Screenshot: Fable 5 switched a routine request to audit an open-source web application to Opus 4.8, rather than answering directly. (MediaNama testing, June 10, 2026)

Anthropic says it could not break its own safeguards: Anthropic said it ran over 1,000 hours of external testing and found no universal jailbreak, a method that lets a user bypass a model’s safeguards entirely, though it acknowledged the United Kingdom’s AI Security Institute made partial progress towards one in a brief window. The claim matters because Anthropic has struggled to contain the technology before: on the original Mythos model’s launch day, a group exploited contractor credentials to reach it through a third-party vendor environment.

India recently gained restricted access: Anthropic deploys Mythos 5 through Project Glasswing in collaboration with the United States government and plans a broader trusted-access program. India was shut out of the program through April, but Anthropic’s mid-2026 expansion to over 15 countries brought in a single-digit number of Indian entities, spanning government and private sectors, according to sources cited by Livemint.

Neither Anthropic nor the organisations have disclosed which Indian institutions hold the access. Fable 5 now offers the wider Indian public the capability in guard-railed form, while Mythos 5 stays limited to that small, unnamed cohort.

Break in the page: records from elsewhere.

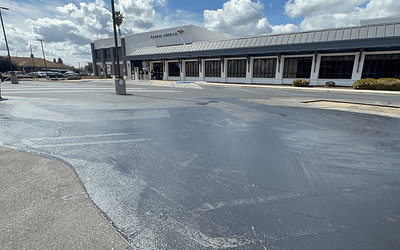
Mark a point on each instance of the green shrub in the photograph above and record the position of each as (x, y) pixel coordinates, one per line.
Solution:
(301, 83)
(378, 84)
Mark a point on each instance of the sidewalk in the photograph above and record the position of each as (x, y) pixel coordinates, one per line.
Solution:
(43, 206)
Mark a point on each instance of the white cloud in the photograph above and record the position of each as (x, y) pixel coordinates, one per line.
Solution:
(241, 18)
(342, 13)
(139, 15)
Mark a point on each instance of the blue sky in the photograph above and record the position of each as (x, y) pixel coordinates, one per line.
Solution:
(68, 26)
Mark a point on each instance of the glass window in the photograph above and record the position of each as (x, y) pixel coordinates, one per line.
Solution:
(237, 68)
(264, 68)
(336, 67)
(213, 68)
(192, 69)
(381, 66)
(173, 69)
(297, 67)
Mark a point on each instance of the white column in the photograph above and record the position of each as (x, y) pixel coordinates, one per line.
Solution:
(249, 72)
(183, 71)
(136, 69)
(358, 64)
(315, 70)
(224, 72)
(202, 73)
(165, 78)
(129, 73)
(279, 70)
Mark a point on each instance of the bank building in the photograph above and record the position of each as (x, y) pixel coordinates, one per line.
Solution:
(191, 53)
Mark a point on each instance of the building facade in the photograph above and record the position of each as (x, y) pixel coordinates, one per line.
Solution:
(190, 53)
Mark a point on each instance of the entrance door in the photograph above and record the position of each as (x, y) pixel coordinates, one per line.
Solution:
(158, 71)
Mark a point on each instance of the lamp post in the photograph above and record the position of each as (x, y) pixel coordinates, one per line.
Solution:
(120, 87)
(44, 57)
(13, 79)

Why it matters: Fable 5 makes the most capable model Anthropic has released publicly available, but on terms that tighten control rather than loosen it. MediaNama founder and editor Nikhil Pahwa has argued in Reasoned that a tool which “compresses attack timelines without compressing defence timelines increases systemic risk before it improves security,” and that logic extends to a public release.

Wider access spreads both the defensive and offensive potential of Mythos-class capability, and the retention mandate signals that Anthropic intends to monitor how the public uses it.

Pricing: Fable 5 and Mythos 5 cost $10 per million input tokens and $50 per million output tokens, which Anthropic said is less than half the price of the earlier Mythos Preview. Anthropic will include Fable 5 in Pro, Max, Team, and seat-based Enterprise subscription plans until June 22 and then require usage credits, with a plan to restore it as a standard subscription feature when capacity allows.